Affects and Calibration of Materials Parameters (Q5)

Practically, the sensor elastomer's Poisson’s ratio ν\nu is typically in [0.3, 0.45], within which the response variation is subtle. The Young’s modulus EE typically falls in [0.01, 10] MPa, and the response remains almost constant within the same order of magnitude. The simulation is not overly sensitive to these parameters.

Standard techniques exist for precise calibration, such as sliding experiments for friction coefficients [4] or tensile tests for elastic moduli [5,6,7]. For simulations without calibrations, our practice is to start within the typical range and carefully adjust them by inspecting the simulation scenes. We will provide guidance and references for these methods in revision.

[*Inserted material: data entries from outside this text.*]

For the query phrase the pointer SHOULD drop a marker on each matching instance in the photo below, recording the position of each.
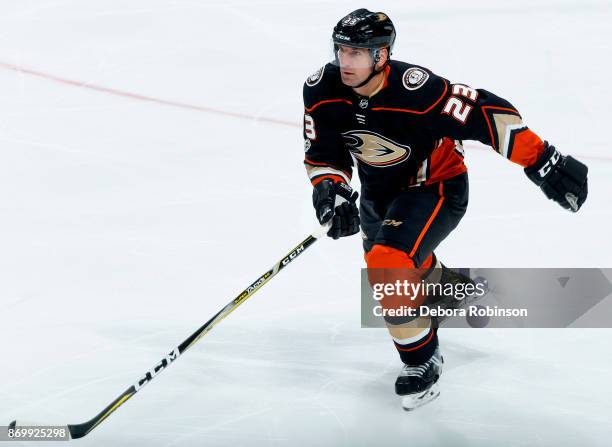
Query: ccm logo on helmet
(374, 149)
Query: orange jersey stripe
(429, 221)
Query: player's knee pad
(385, 257)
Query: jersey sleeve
(326, 157)
(466, 113)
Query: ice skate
(418, 384)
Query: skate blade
(414, 401)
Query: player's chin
(349, 80)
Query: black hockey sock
(419, 351)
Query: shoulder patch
(315, 78)
(414, 78)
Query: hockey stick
(80, 430)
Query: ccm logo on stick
(157, 369)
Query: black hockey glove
(335, 202)
(562, 178)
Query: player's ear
(383, 58)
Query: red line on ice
(139, 97)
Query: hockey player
(404, 125)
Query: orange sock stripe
(419, 346)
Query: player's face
(355, 64)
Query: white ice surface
(125, 224)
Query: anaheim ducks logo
(374, 149)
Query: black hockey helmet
(365, 29)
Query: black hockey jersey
(407, 133)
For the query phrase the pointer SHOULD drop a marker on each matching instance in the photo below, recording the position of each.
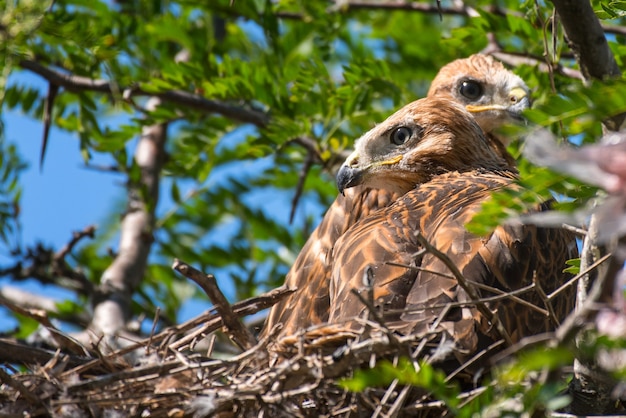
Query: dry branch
(468, 287)
(585, 36)
(240, 334)
(74, 83)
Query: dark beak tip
(347, 177)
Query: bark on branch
(75, 83)
(586, 39)
(123, 276)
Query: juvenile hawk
(493, 94)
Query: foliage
(311, 71)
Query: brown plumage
(494, 95)
(435, 144)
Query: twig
(240, 334)
(76, 237)
(545, 300)
(585, 36)
(7, 380)
(74, 83)
(53, 89)
(578, 276)
(211, 319)
(471, 292)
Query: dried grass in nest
(175, 382)
(170, 380)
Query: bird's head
(427, 137)
(489, 91)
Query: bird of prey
(491, 93)
(434, 155)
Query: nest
(165, 376)
(170, 380)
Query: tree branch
(123, 276)
(585, 37)
(240, 334)
(75, 83)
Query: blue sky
(65, 196)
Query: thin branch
(53, 89)
(211, 320)
(75, 83)
(76, 237)
(469, 289)
(7, 380)
(586, 38)
(344, 6)
(240, 334)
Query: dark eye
(471, 89)
(400, 135)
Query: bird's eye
(471, 89)
(400, 135)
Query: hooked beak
(517, 101)
(353, 174)
(350, 174)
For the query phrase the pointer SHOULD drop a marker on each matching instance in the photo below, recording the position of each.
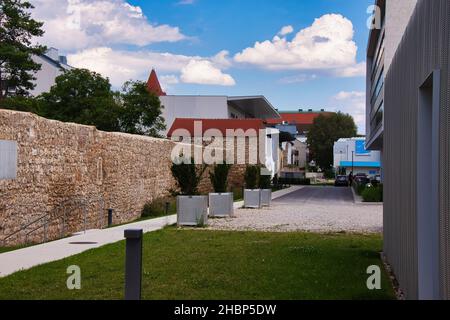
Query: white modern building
(216, 107)
(52, 66)
(209, 107)
(350, 155)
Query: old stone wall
(73, 173)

Multi-GPU Support (Q6, L3)

We plan to support multi-GPU execution in future work. Our parallel-environment design allows for isolated environments to be distributedly solved. Currently we foresee no major technical barriers to this.

Additional Limitations (L2, L3)

We acknowledge the limitations and will incorporate them in the revision.

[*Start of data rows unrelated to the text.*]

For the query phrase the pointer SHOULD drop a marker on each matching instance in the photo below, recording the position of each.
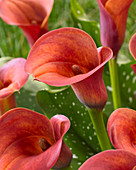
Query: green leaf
(127, 81)
(81, 137)
(82, 21)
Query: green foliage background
(41, 97)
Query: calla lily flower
(132, 48)
(68, 56)
(12, 78)
(113, 18)
(122, 129)
(31, 141)
(30, 15)
(111, 159)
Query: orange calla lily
(68, 56)
(111, 159)
(122, 130)
(31, 141)
(31, 16)
(113, 18)
(12, 78)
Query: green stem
(98, 122)
(115, 83)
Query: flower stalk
(115, 83)
(98, 123)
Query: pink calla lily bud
(12, 78)
(31, 16)
(111, 159)
(122, 129)
(132, 48)
(113, 19)
(68, 56)
(31, 141)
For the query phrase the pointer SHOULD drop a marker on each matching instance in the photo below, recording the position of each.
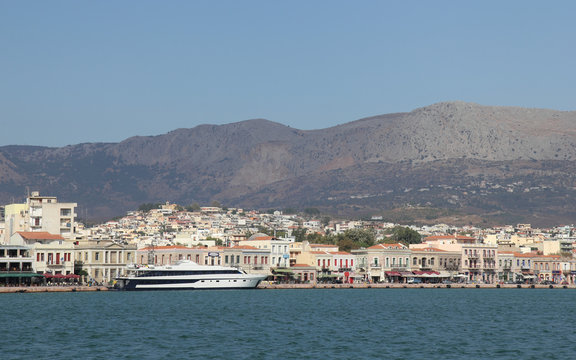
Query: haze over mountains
(470, 162)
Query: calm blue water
(291, 324)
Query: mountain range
(452, 161)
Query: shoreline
(43, 289)
(46, 289)
(413, 286)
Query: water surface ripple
(291, 324)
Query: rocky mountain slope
(498, 162)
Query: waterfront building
(251, 259)
(304, 273)
(447, 263)
(279, 248)
(384, 262)
(43, 214)
(507, 270)
(104, 260)
(51, 253)
(547, 268)
(16, 266)
(478, 262)
(170, 254)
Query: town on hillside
(43, 243)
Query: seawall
(41, 289)
(412, 286)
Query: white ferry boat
(186, 275)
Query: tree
(149, 206)
(361, 237)
(404, 235)
(312, 211)
(193, 207)
(299, 234)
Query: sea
(291, 324)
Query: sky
(102, 71)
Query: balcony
(399, 267)
(53, 265)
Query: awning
(392, 273)
(287, 271)
(19, 274)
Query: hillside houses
(232, 237)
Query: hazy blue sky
(102, 71)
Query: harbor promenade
(412, 286)
(42, 289)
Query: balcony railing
(54, 265)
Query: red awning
(392, 273)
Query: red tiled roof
(39, 235)
(171, 247)
(246, 247)
(387, 246)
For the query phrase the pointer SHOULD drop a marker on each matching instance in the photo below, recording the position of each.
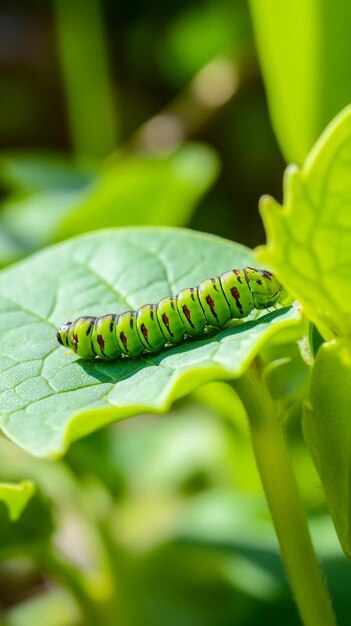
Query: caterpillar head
(265, 288)
(62, 334)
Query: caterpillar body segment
(233, 294)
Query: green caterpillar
(214, 302)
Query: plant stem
(300, 560)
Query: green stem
(301, 563)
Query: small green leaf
(16, 497)
(49, 398)
(327, 429)
(309, 239)
(25, 517)
(301, 45)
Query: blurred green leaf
(30, 172)
(309, 238)
(33, 219)
(327, 429)
(49, 399)
(55, 607)
(10, 249)
(25, 518)
(158, 190)
(220, 27)
(304, 49)
(16, 497)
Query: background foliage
(117, 114)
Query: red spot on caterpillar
(211, 303)
(187, 315)
(145, 333)
(166, 323)
(238, 275)
(236, 295)
(123, 339)
(267, 275)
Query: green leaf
(327, 429)
(25, 518)
(10, 249)
(300, 47)
(16, 497)
(309, 239)
(157, 190)
(49, 398)
(30, 172)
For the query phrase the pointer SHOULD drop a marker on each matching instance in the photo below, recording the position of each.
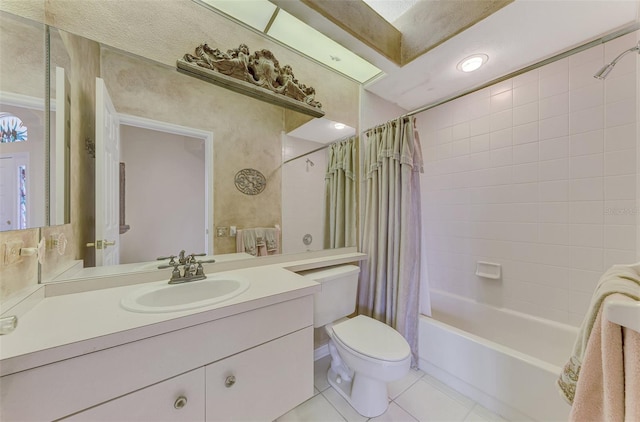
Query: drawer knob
(180, 402)
(229, 381)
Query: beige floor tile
(398, 387)
(394, 414)
(427, 403)
(316, 409)
(342, 406)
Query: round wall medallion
(250, 181)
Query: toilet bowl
(366, 354)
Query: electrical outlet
(12, 252)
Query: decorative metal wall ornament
(250, 181)
(258, 75)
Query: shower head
(607, 68)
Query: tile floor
(416, 397)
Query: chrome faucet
(192, 269)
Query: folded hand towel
(271, 240)
(609, 374)
(249, 241)
(620, 279)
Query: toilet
(366, 354)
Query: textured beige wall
(84, 56)
(23, 273)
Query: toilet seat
(371, 338)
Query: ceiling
(518, 34)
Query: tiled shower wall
(537, 173)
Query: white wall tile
(590, 189)
(619, 162)
(553, 212)
(617, 257)
(526, 93)
(620, 187)
(526, 153)
(501, 87)
(460, 131)
(501, 157)
(460, 147)
(554, 84)
(502, 120)
(525, 114)
(554, 106)
(554, 169)
(587, 258)
(619, 237)
(501, 138)
(525, 173)
(587, 235)
(555, 191)
(480, 143)
(540, 173)
(554, 233)
(444, 135)
(587, 143)
(620, 137)
(554, 127)
(525, 133)
(502, 101)
(588, 96)
(587, 166)
(621, 112)
(587, 120)
(554, 148)
(586, 212)
(620, 212)
(620, 86)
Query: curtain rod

[1] Wang, Shaoxiong, et al. "Gelsight wedge: Measuring high-resolution 3d contact geometry with a compact robot finger." 2021 IEEE International Conference on Robotics and Automation (ICRA). IEEE, 2021.

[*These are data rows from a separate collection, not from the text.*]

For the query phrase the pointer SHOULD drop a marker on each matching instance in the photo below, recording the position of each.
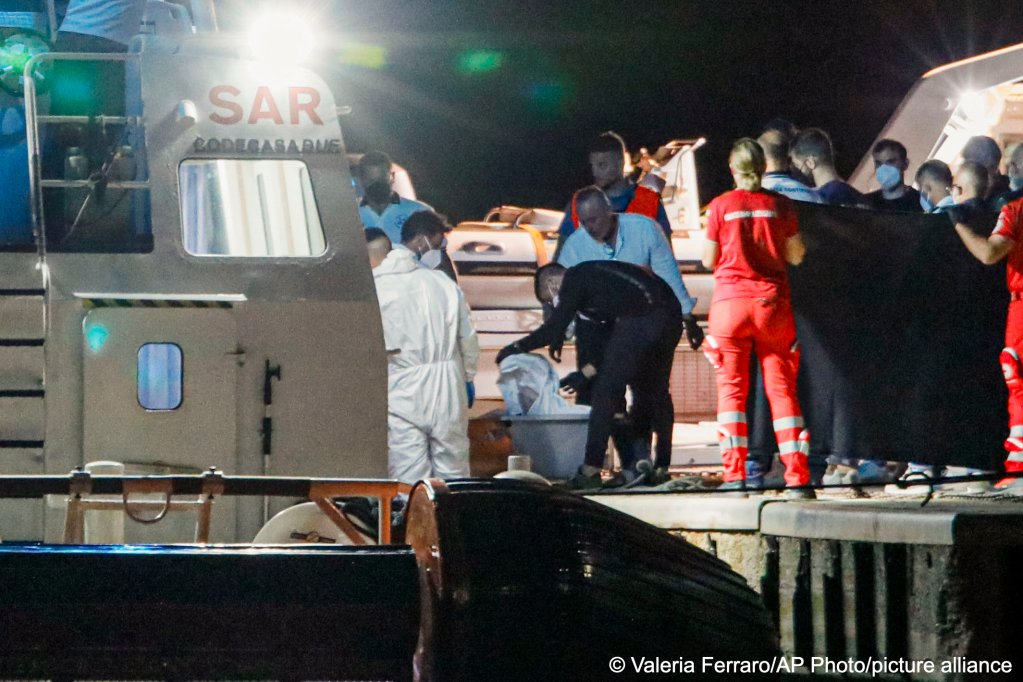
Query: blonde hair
(747, 164)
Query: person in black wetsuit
(648, 323)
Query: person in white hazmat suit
(432, 356)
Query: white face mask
(432, 259)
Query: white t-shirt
(114, 19)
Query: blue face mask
(888, 176)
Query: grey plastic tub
(557, 443)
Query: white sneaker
(920, 481)
(838, 474)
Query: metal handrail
(207, 486)
(32, 132)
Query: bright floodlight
(281, 38)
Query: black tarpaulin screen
(900, 331)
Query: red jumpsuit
(1010, 225)
(751, 309)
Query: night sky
(494, 102)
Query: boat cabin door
(159, 387)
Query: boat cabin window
(250, 209)
(161, 375)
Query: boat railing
(86, 492)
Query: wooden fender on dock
(520, 581)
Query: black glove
(961, 213)
(508, 351)
(574, 380)
(693, 331)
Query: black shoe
(363, 514)
(582, 482)
(732, 489)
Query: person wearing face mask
(969, 189)
(607, 165)
(628, 237)
(646, 322)
(775, 144)
(985, 151)
(432, 357)
(890, 163)
(1015, 178)
(424, 234)
(1003, 244)
(752, 236)
(813, 163)
(381, 207)
(935, 181)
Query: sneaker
(732, 489)
(648, 474)
(799, 494)
(870, 470)
(584, 482)
(910, 483)
(754, 474)
(840, 474)
(968, 487)
(621, 479)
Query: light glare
(281, 38)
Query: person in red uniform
(752, 233)
(1004, 242)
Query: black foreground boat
(516, 582)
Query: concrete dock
(868, 578)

[2] Li, Minchen, et al. "Incremental potential contact: intersection-and inversion-free, large-deformation dynamics." ACM Trans. Graph. 39.4 (2020): 49.

[3] Zhang, Chaofan, et al. "TacFlex: Multi-Mode Tactile Imprints Simulation for Visuotactile Sensors with Coating Patterns." IEEE Transactions on Robotics (2025).

[4] Yuan, Wenzhen. Tactile measurement with a gelsight sensor. Diss. Massachusetts Institute of Technology, 2014.

[5] Gould, Phillip L., and Yuan Feng. Introduction to linear elasticity. Vol. 2. New York: Springer, 1994.

[6] Javanmardi, Yousef, et al. "Quantifying cell-generated forces: Poisson’s ratio matters." Communications physics 4.1 (2021): 237.

[7] Li, Mingxuan, et al. "EasyCalib: Simple and low-cost in-situ calibration for force reconstruction with vision-based tactile sensors." IEEE Robotics and Automation Letters (2024).

评论

I appreciate the authors' efforts in preparing an extensive rebuttal. Taccel is an impressive work in tactile parallel simulation, advancing the state-of-the-art on IPC simulation, with comprehensive evaluations in simulation and validation on real-world tactile sensors. The rebuttal largely confirms my assessment and I will up my score.

评论

We are very grateful for the your positive and encouraging feedback.

最终决定

The paper presents Taccel, a high-performance GPU-based simulation platform for vision-based tactile sensors. By integrating IPC and ABD, the system achieves stable, scalable simulation of contact-rich interactions, supporting thousands of environments in parallel. The authors validate the framework across multiple tasks, including object classification, grasping, and articulated object manipulation, with promising sim-to-real results.

The reviews are overall positive (two Strong Accepts, one Accept, one Borderline Accept). The rebuttal addresses key concerns, including sensor generality, simulation under dynamic contacts, and comparisons with recent work such as TacEx. While some components build on existing techniques, the engineering effort and system-level contribution are solid. One reviewer raises concerns about novelty, but others emphasize the practical value and thorough validation.

On balance, this is a well-executed systems paper that will be of interest to the tactile robotics and simulation communities. The AC recommends acceptance.